2

I have a large directory of data files which I am in the process of manipulating to get them in a desired format. They each begin and end 15 lines too soon, meaning I need to strip the first 15 lines off one file and paste them to the end of the previous file in the sequence.

To begin, I have written the following code to separate the relevant data into easy chunks:

#!/bin/bash

destination='media/user/directory/'
for file1 in `ls $destination*.ascii`
do
    echo $file1
    file2="${file1}.end"
    file3="${file1}.snip"
    sed -e '16,$d' $file1 > $file2
    sed -e '1,15d' $file1 > $file3
done

This worked perfectly, so the next step is the worlds simplest cat command:

cat $file3 $file2 > outfile

However, what I need to do is to stitch file2 to the previous file3. Look at this screenshot of the directory for better understanding.

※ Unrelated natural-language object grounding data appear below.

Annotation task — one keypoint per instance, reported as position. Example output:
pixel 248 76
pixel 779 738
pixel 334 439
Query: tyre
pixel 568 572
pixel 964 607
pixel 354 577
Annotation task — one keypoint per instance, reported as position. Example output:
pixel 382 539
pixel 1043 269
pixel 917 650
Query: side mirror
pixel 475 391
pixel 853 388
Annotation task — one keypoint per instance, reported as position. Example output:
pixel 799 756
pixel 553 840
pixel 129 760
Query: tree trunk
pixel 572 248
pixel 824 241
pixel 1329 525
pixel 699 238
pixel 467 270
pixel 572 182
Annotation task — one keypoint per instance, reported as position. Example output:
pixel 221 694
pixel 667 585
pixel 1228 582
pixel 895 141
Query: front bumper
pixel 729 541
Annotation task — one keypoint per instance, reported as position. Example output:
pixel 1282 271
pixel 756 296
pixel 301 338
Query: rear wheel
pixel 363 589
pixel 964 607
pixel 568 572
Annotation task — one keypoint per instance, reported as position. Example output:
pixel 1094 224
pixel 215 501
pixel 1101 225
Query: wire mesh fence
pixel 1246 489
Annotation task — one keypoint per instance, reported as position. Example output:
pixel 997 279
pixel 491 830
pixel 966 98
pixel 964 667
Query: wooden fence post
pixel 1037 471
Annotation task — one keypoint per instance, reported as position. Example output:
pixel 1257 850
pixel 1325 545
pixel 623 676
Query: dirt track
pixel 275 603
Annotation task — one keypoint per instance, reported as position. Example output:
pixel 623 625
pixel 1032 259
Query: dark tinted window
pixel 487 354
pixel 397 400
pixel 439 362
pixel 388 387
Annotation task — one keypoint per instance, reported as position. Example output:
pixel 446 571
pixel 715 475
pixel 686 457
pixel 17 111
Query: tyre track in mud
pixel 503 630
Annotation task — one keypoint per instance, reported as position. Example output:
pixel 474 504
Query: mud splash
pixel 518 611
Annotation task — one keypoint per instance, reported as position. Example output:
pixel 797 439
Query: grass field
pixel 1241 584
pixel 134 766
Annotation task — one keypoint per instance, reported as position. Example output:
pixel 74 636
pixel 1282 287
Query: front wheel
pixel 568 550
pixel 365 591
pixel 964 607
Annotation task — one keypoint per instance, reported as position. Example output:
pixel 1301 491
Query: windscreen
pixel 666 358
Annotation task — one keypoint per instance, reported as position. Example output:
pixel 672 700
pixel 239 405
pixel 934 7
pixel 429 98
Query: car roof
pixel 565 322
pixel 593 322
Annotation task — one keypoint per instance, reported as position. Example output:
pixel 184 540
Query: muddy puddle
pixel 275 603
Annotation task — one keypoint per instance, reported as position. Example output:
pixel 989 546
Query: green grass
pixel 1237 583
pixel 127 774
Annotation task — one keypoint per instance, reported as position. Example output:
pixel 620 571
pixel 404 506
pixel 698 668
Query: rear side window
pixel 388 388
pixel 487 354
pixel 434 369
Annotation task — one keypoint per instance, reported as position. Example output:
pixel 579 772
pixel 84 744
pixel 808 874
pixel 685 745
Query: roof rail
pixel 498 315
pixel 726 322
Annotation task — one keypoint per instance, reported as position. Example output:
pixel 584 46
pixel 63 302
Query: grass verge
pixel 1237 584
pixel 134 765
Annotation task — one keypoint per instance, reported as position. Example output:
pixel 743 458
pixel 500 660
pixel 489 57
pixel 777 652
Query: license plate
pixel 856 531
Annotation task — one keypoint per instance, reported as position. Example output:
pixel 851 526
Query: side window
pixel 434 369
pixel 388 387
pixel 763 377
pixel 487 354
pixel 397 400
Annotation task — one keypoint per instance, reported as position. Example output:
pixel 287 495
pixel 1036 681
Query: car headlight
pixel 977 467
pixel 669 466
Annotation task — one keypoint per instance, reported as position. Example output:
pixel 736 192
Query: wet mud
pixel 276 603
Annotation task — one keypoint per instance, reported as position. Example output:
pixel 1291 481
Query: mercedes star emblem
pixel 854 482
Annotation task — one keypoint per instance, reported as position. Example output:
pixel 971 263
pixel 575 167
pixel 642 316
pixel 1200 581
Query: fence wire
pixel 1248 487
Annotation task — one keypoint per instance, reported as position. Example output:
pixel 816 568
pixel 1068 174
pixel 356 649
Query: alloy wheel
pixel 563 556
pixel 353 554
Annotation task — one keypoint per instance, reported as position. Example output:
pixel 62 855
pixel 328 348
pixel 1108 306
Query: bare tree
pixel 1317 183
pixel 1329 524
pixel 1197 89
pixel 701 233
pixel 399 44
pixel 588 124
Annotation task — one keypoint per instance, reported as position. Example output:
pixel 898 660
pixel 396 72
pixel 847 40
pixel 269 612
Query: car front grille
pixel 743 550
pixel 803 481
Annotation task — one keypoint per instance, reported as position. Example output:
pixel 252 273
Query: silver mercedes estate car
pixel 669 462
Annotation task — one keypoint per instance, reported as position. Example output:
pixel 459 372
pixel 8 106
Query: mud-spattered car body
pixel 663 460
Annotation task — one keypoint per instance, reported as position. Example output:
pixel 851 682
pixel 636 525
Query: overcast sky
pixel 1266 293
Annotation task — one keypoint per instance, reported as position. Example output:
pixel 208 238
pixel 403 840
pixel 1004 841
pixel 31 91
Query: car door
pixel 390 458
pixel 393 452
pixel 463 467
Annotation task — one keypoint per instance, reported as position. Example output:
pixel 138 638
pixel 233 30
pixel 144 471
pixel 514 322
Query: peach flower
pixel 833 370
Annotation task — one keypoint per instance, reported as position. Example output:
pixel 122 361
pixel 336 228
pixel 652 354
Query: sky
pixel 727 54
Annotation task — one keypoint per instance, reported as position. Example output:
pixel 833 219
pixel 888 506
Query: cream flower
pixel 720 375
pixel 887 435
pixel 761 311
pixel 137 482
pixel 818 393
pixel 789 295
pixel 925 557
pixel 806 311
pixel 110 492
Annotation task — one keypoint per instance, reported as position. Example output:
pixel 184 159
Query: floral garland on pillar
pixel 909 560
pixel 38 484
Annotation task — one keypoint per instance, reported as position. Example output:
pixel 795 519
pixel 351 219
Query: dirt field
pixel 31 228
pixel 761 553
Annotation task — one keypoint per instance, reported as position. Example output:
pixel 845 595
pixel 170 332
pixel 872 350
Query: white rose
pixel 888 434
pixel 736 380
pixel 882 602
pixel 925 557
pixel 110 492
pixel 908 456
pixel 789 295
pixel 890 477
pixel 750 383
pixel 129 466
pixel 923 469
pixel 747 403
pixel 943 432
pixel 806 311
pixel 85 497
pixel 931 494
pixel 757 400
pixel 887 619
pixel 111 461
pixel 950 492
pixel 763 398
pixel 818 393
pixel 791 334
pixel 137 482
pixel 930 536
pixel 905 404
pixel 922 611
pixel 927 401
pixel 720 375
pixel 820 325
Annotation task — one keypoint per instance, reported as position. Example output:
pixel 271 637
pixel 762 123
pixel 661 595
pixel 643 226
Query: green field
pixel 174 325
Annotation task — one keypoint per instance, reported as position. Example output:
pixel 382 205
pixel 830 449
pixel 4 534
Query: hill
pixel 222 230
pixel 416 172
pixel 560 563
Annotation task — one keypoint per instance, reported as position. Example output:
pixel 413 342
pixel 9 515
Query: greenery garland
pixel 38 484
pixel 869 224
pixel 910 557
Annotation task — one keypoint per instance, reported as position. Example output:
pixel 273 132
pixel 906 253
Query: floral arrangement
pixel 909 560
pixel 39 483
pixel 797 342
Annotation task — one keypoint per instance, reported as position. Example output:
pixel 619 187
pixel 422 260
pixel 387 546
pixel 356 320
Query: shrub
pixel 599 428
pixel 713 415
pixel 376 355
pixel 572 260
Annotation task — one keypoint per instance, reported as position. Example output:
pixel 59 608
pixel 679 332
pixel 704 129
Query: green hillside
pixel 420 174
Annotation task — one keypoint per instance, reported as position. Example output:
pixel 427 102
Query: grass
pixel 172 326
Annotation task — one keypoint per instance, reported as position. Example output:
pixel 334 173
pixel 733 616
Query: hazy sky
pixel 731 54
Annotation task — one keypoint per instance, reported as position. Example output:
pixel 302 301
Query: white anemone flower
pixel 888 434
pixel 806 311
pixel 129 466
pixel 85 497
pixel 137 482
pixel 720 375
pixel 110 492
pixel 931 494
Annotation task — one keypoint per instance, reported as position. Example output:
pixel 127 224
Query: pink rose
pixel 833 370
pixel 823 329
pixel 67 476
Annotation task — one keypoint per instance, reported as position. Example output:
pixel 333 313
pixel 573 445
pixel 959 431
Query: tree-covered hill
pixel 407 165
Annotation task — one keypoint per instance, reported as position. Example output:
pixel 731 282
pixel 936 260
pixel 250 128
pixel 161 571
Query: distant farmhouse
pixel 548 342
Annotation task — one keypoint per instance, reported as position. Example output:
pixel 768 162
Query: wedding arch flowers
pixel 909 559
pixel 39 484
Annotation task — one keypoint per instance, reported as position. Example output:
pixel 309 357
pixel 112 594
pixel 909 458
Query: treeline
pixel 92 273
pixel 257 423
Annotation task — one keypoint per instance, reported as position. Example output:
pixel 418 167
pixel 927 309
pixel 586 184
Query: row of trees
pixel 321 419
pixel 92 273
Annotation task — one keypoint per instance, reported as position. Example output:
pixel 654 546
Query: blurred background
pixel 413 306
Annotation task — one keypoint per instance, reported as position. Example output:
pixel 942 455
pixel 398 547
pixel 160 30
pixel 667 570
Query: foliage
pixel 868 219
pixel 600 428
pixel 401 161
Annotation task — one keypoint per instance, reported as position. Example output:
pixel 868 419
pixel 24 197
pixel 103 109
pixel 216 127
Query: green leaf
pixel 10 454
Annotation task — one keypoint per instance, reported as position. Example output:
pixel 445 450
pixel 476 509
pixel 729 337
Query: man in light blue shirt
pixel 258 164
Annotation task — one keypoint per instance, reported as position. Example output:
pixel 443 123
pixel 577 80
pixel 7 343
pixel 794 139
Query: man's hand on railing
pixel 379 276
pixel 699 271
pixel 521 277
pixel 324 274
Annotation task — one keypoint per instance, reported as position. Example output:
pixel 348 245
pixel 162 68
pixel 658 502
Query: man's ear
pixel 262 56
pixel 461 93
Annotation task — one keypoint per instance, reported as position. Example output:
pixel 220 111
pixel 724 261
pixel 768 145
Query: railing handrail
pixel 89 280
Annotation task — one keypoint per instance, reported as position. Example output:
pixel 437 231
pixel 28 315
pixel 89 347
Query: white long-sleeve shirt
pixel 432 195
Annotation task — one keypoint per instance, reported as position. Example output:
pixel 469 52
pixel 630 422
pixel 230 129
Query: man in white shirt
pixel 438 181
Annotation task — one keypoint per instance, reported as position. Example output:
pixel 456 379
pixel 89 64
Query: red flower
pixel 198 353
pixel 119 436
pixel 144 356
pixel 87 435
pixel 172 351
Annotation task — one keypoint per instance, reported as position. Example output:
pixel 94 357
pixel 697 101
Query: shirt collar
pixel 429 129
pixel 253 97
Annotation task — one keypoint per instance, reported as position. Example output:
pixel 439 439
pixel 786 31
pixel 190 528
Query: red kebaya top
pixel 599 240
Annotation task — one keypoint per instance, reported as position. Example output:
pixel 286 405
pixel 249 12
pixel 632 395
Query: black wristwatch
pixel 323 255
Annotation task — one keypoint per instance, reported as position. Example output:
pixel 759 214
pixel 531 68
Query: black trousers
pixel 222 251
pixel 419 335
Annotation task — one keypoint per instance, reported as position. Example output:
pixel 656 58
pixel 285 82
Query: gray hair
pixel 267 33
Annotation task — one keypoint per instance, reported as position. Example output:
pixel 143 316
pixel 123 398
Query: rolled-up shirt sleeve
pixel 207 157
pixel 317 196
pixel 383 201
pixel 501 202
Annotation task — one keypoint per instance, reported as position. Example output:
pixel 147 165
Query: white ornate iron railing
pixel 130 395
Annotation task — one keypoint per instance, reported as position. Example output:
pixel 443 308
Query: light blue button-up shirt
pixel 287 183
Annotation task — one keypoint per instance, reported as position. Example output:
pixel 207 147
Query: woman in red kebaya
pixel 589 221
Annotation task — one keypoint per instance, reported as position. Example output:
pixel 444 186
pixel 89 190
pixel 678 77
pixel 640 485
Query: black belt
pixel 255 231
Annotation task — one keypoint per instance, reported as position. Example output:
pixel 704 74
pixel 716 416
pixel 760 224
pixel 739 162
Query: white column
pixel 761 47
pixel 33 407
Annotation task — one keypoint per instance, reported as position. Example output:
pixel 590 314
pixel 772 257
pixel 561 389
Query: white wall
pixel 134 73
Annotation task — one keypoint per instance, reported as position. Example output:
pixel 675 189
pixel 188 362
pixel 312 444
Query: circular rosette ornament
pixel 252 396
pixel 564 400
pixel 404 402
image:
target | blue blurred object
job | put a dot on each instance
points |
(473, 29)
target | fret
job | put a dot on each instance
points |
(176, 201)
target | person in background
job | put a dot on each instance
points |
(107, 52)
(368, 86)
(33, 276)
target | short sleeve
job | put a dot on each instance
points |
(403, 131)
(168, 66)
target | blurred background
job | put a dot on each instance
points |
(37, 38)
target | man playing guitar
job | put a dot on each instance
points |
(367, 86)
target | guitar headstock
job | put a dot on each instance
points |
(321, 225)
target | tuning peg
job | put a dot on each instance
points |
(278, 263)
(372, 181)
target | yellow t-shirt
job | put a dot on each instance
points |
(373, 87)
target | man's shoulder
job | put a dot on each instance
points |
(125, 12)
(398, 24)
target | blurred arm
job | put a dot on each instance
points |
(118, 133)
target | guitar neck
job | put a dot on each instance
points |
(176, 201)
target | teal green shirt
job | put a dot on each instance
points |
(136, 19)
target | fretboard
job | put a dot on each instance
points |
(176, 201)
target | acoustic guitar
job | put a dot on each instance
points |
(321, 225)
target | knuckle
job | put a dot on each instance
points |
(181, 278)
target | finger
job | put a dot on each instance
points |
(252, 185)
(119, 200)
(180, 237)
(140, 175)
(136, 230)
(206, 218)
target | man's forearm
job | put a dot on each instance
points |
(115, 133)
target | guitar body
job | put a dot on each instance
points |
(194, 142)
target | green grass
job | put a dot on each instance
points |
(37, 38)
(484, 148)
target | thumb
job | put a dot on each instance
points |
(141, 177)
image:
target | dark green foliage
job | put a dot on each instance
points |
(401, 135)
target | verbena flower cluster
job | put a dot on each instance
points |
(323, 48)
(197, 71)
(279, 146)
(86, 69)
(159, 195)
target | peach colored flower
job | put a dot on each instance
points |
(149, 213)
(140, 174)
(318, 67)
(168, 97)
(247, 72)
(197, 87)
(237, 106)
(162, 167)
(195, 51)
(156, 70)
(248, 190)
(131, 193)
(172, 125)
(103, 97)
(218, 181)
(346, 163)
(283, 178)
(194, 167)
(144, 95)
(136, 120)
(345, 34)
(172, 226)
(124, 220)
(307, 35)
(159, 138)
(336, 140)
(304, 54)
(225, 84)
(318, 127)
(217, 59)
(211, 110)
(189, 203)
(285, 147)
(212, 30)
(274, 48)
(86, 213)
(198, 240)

See how these files are all sequential over time:

*_20090412T235945_20090413T235944_*    ### April 13
*_20090413T235945_20090414T235944_*    ### April 14

So I need to take the 15 lines snipped off the April 14 example above and paste it to the end of the April 13 example.

This doesn't have to be part of the original code, in fact it would be probably best if it weren't. I was just hoping someone would be able to help me get this going.

Thanks in advance! If there is anything I have been unclear about and needs further explanation please let me know.

Vlad
  • 135
  • 2
  • 13

3 Answers3

4

"I need to strip the first 15 lines off one file and paste them to the end of the previous file in the sequence."

If I understand what you want correctly, it can be done with one line of code:

awk 'NR==1 || FNR==16{close(f); f=FILENAME ".new"} {print>f}' file1 file2 file3

When this has run, the files file1.new, file2.new, and file3.new will be in the new form with the lines transferred. Of course, you are not limited to three files: you may specify as many as you like on the command line.

Example

To keep our example short, let's just strip the first 2 lines instead of 15. Consider these test files:

$ cat file1
1
2
3
$ cat file2
4
5
6
7
8
$ cat file3
9
10
11
12
13
14
15

Here is the result of running our command:

$ awk 'NR==1 || FNR==3{close(f); f=FILENAME ".new"} {print>f}' file1 file2 file3
$ cat file1.new
1
2
3
4
5
$ cat file2.new
6
7
8
9
10
$ cat file3.new
11
12
13
14
15

As you can see, the first two lines of each file have been transferred to the preceding file.

How it works

awk implicitly reads each file line-by-line. The job of our code is to choose which new file a line should be written to based on its line number. The variable f will contain the name of the file that we are writing to.

  • NR==1 || FNR==16{f=FILENAME ".new"}

    When we are reading the first line of the first file, NR==1, or when we are reading the 16th line of whatever file we are on, FNR==16, we update f to be the name of the current file with .new added to the end.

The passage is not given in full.